Training a Multilayer Perceptron (MLP) in the Collimator Environment¶
Multilayer Perceptrons (MLPs), a class of feedforward artificial neural networks, stand at the core of deep learning. Comprising multiple layers of nodes in a directed graph, with each layer fully connected to the next, MLPs embody the simple yet powerful architecture for approximating complex functions.
MLPs are versatile in their applications, ranging from simple tasks like linear regression to complex challenges in image recognition, natural language processing, and beyond. Their ability to learn non-linear relationships and patterns from data makes them invaluable in various fields including finance for predicting stock prices, healthcare for diagnosing diseases from medical images, and technology for powering voice recognition systems.
Key Features:¶
- Function Approximation: At their heart, MLPs are universal function approximators. Given enough data and computational resources, they can learn to approximate an unknown function that maps any set of inputs to outputs.
- Classification and Regression: MLPs are adept at both classification, where they predict discrete labels, and regression, where they forecast continuous quantities.
- Flexibility and Scalability: The architecture of MLPs can be easily adjusted to suit the complexity of the task at hand. By modifying the number of layers and nodes, MLPs can be scaled to improve their learning capacity.
In this Notebook, we will demonstrate how to configure and train an MLP in Collimator.

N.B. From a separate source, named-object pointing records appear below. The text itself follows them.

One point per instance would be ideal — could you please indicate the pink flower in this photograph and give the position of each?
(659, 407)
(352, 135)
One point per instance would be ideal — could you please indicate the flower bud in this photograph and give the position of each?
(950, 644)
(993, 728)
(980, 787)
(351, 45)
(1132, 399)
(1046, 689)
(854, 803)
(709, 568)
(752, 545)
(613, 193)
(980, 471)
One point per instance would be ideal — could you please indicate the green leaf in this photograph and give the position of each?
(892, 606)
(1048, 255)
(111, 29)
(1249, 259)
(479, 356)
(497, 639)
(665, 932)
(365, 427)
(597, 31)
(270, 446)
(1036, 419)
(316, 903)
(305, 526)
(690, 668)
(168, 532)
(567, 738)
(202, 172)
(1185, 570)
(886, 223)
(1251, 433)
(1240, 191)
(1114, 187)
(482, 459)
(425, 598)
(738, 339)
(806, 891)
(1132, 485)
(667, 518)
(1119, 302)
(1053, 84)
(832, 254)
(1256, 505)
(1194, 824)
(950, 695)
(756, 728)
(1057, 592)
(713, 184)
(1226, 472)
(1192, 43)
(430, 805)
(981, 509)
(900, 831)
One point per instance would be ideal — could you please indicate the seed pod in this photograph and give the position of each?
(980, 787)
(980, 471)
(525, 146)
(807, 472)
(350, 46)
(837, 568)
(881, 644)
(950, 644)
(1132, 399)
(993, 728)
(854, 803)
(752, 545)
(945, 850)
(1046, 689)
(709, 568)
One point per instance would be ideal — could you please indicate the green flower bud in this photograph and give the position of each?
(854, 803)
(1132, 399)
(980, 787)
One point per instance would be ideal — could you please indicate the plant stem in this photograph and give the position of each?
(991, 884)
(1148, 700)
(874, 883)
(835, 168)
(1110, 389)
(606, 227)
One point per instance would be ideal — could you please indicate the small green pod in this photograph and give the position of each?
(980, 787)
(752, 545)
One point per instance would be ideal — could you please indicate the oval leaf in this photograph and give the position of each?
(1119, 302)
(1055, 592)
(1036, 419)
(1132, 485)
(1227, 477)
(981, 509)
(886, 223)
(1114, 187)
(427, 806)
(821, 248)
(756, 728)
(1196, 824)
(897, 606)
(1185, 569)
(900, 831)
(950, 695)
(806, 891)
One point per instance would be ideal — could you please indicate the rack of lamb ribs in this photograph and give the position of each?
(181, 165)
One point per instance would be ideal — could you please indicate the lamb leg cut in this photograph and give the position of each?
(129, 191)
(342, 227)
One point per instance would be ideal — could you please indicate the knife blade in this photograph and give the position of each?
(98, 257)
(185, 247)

Import Necessary Libraries¶
Let's start by importing all the necessary libraries. We'll need matplotlib
for plotting, jax
and equinox
for model definition and training, optax
for optimization, and collimator
for simulation. Additionally, we use sklearn
to generate and split our dataset.
%matplotlib inline
import os
import matplotlib.pyplot as plt
import jax
import jax.numpy as jnp
import equinox as eqx
import optax
import collimator
from collimator.library import MLP
from sklearn.datasets import make_regression # to make dataset
from sklearn.model_selection import train_test_split
CI = os.getenv("CI") == "true"
%load_ext autoreload
%autoreload 2
Preparing the Dataset¶
For this demonstration, we'll create a synthetic regression dataset using scikit-learn's make_regression
function. This dataset will then be split into training and testing sets to evaluate our model's performance.
n_samples = 500
n_input_features = 4
n_output_features = 2
# Generate data from sklearn's make_regression
X, Y = make_regression(n_samples, n_input_features, n_targets=n_output_features, noise=10.0, random_state=42)
# split data into test and train
train_x, test_x, train_y, test_y = train_test_split(X, Y, random_state=84)
print(f"{train_x.shape=}")
print(f"{train_y.shape=}")
train_x.shape=(375, 4) train_y.shape=(375, 2)
Collimator MLP block configuration and initialization¶
The MLP block in Collimator is based on the MLP implementation in the equinox library. As such, the configuration parmameters closely follow the equinox
implementation.
Here, we define the structure and configuration of our MLP model. We then create an instance of the model (the MLP block) with the specified configuration. This model will be used for both training and prediction.
n_hidden_features=4
n_hidden_layers=2
config = {
"in_size":n_input_features,
"out_size":n_output_features,
"width_size":n_hidden_features,
"depth":n_hidden_layers,
"activation_str":"sigmoid",
"seed": 42,
}
model = MLP(**config)
Create a function to evaluate MLP with a given input and MLP parameters¶
For training and prediction, it is imperative to create custom functions that can evaluate our MLP model given an input x
and the trainable MLP parameters mlp_params
. To achieve this, we first create a base_context
for the MLP block created above. We do this by arbitrarily fixing the input port of the block. In this base_context
, the initialized parameters of the MLP block (generated through the provided seed
) will be represented. Subsequently, in the evaluate_model
function, when a new input x
and a new set of mlp_params
is available, we update the base_context
with the new mlp_params
, fix the input port to the new input x
and evaluate the block's output port.
# create a base context that can be modified later
with model.input_ports[0].fixed(jnp.zeros(n_input_features)):
base_context = model.create_context()
# Function to evaluate the output of the MLP given MLP params and input x
def evaluate_model(x, mlp_params, base_context):
context = base_context.with_parameter("mlp_params", mlp_params)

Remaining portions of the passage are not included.